The court struck down one part of the new regulation, finding that using certain payments to third parties to determine a drug’s regulated price went beyond the government’s authority, but upheld the bulk of the rules.
Canada published the final regulations in August last year, despite strong opposition from drug companies. The lawsuit was filed in federal court and is led by Innovative Medicines Canada (IMC), which represents major drugmakers in the country.
The new rules will save money for patients, employers and insurers including the government at the expense of drug company profits.
The Canadian reforms could spill into the drugmakers’ most lucrative market, the United States, where policymakers have suggested importing less expensive Canadian drugs or basing some prices on drug costs in other countries, including Canada.
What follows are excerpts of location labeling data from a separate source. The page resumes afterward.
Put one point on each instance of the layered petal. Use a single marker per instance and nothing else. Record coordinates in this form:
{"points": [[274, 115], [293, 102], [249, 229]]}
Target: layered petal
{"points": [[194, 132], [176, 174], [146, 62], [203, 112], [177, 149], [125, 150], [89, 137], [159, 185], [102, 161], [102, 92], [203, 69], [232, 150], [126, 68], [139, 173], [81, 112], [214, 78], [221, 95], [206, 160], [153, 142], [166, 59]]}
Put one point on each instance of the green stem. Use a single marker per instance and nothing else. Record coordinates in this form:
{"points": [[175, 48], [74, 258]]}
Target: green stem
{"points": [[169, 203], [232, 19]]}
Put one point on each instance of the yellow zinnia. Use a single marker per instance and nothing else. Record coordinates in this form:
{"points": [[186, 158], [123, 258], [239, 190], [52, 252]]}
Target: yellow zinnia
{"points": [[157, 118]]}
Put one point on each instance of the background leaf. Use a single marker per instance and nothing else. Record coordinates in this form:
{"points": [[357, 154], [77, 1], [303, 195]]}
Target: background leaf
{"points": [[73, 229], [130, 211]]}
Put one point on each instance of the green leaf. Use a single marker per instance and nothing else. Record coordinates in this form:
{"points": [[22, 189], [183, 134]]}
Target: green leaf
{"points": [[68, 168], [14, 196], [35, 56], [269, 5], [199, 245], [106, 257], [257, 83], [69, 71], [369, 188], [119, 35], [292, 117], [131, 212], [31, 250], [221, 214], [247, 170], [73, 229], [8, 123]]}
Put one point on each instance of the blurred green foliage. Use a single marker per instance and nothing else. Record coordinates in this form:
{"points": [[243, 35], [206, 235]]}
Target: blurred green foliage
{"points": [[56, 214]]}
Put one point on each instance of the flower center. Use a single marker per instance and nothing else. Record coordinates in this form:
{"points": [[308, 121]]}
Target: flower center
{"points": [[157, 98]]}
The plaintiffs included the Canadian units of Pfizer Inc (NYSE:), AbbVie (NYSE:) Corp, Amgen Inc (NASDAQ:), Bristol Myers (NYSE:) Squibb Co, AstraZeneca (NYSE:) Plc, Novartis AG and Eli Lilly (NYSE:) and Co.
The new regulations, which take into account cost-effectiveness of medicines and their impact on government budgets, apply only to drugs approved by Health Canada.
The regulations which were to go into force on July 1, have been deferred until Jan. 1, 2021.